Nazarovite, Ni12P5, a new terrestrial and meteoritic mineral structurally related to
nickelphosphide, Ni3P
1,2Sergey N. Britvin,1Mikhail N. Murashko,1Maria G. Krzhizhanovskaya,1Oleg S. Vereshchagin,3Yevgeny Vapnik,4Vladimir V. Shilovskikh,5Maksim S. Lozhkin,6Edita V. Obolonskaya
American Mineralogist 107, 1946-1951 Link to Article [http://www.minsocam.org/msa/ammin/toc/2022/Abstracts/AM107P1946.pdf]
1Institute of Earth Sciences, St. Petersburg State University, Universitetskaya Nab. 7/9, 199034 St. Petersburg, Russia
2Kola Science Center, Russian Academy of Sciences, Fersman Str. 14, 184200 Apatity, Russia
3Department of Geological and Environmental Sciences, Ben-Gurion University of the Negev, P.O.B. 653, Beer-Sheva 84105, Israel
4Centre for Geo-Environmental Research and Modeling, St. Petersburg State University, Ulyanovskaya ul. 1, 198504 St. Petersburg, Russia
5Nanophotonics Resource Centre, St. Petersburg State University, Ulyanovskaya ul. 1, 198504 St. Petersburg, Russia
6The Mining Museum, Saint Petersburg Mining University, 2, 21st Line, 199106 St. Petersburg, Russia
Copyright: The Mineralogical Society of America
Nazarovite, Ni12P5, is a new natural phosphide discovered on Earth and in meteorites. Terrestrial
nazarovite originates from phosphide assemblages confined to pyrometamorphic suite of the Hatrurim
Formation (the Mottled Zone), the Dead Sea basin, Negev desert, Israel. Meteoritic nazarovite was
identified among Ni-rich phosphide precipitates extracted from the Marjalahti meteorite (main group
pallasite). Terrestrial mineral occurs as micrometer-sized lamella intergrown with transjordanite (Ni2P).

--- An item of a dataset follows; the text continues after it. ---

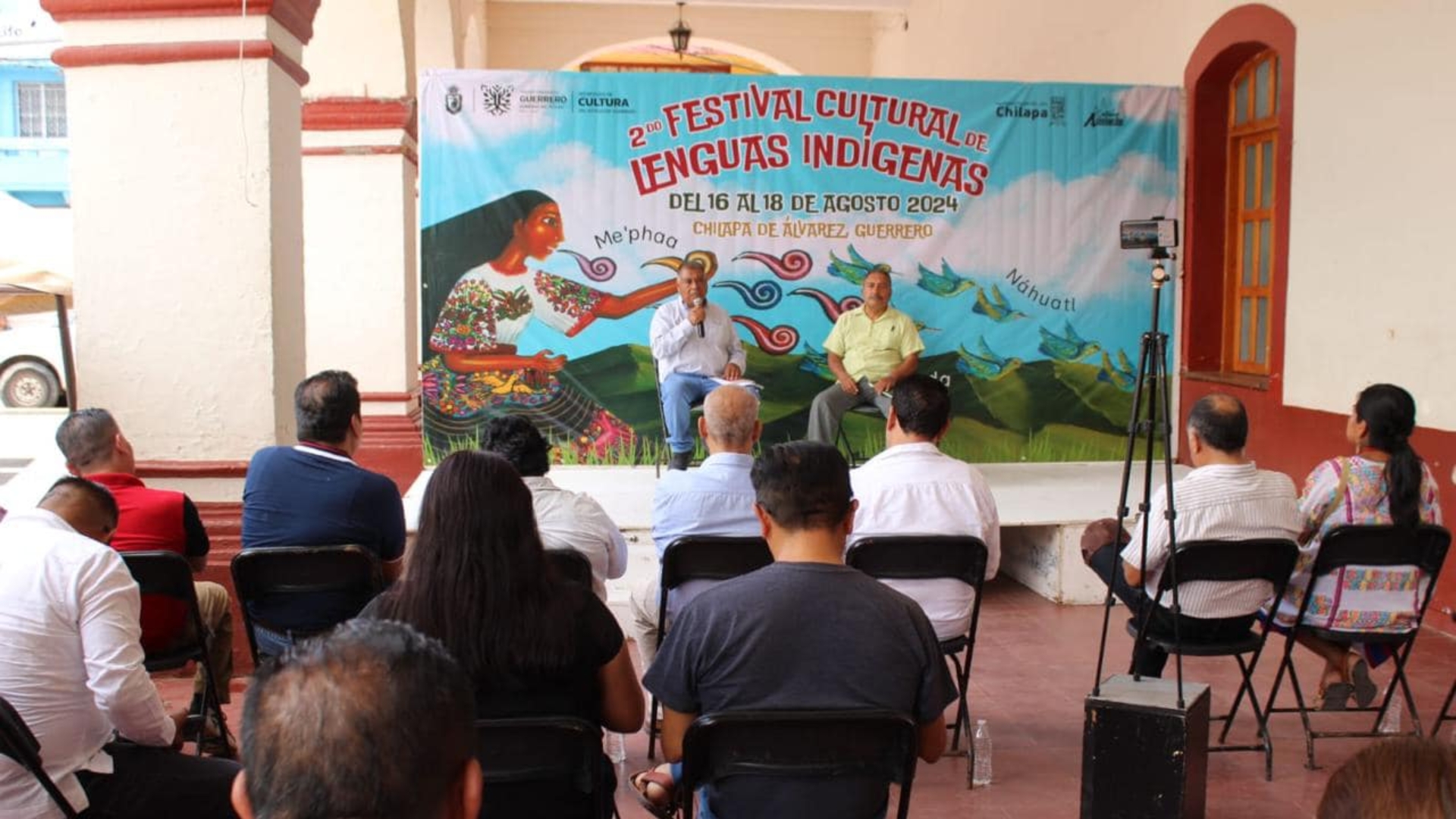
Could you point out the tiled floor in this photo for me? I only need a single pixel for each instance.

Meteoritic nazarovite forms chisel-like crystals up to 8 μm long. The mineral is tetragonal, space
group I4/m. The unit-cell parameters of terrestrial and meteoritic material, respectively: a 8.640(1)

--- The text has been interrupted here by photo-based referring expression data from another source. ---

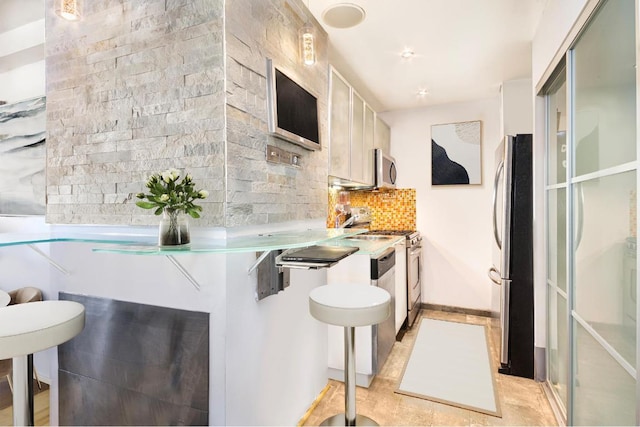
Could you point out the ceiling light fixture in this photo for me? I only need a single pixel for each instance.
(407, 53)
(69, 10)
(307, 42)
(343, 15)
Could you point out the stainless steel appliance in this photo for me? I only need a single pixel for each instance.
(413, 268)
(385, 170)
(514, 237)
(383, 276)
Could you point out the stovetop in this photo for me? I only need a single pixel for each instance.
(413, 236)
(392, 232)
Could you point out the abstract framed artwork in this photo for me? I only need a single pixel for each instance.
(22, 157)
(456, 153)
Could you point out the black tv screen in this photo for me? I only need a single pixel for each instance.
(293, 110)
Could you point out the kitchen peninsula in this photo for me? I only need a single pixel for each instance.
(176, 85)
(257, 349)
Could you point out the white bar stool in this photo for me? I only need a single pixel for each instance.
(28, 328)
(5, 298)
(349, 305)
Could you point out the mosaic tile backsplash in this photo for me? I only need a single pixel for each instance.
(390, 210)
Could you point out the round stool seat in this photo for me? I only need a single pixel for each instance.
(5, 298)
(349, 305)
(29, 328)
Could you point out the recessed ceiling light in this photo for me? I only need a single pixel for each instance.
(407, 53)
(343, 15)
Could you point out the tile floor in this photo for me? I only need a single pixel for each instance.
(522, 401)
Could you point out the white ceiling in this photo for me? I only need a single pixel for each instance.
(464, 48)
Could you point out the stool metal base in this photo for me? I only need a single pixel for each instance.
(341, 420)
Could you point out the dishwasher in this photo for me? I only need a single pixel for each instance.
(373, 343)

and 8.6543(3), c 5.071(3), and 5.0665(2) Å, V 378.5(2), and 379.47(3) Å3, Z = 2. The crystal structure
of terrestrial nazarovite was solved and refined on the basis of X-ray single-crystal data (R1 = 0.0516),
whereas the structure of meteoritic mineral was refined by the Rietveld method using an X-ray powder
diffraction profile (RB = 0.22%). The mineral is structurally similar to phosphides of schreibersite–
nickelphosphide join, Fe3P-Ni3P. Chemical composition of nazarovite (terrestrial/meteoritic, electron
microprobe, wt%): Ni 81.87/78.59, Fe <0.2/4.10; Co <0.2/0.07, P 18.16/17.91, total 100.03/100.67, leading to the empirical formula Ni11.97P5.03 and (Ni11.43Fe0.63Co0.01)12.07P4.94, based on 17 atoms per for- mula unit. Nazarovite formation in nature, both on Earth and in meteorites, is related to the processes of Fe/Ni fractionation in solid state, at temperatures below 1100 °C.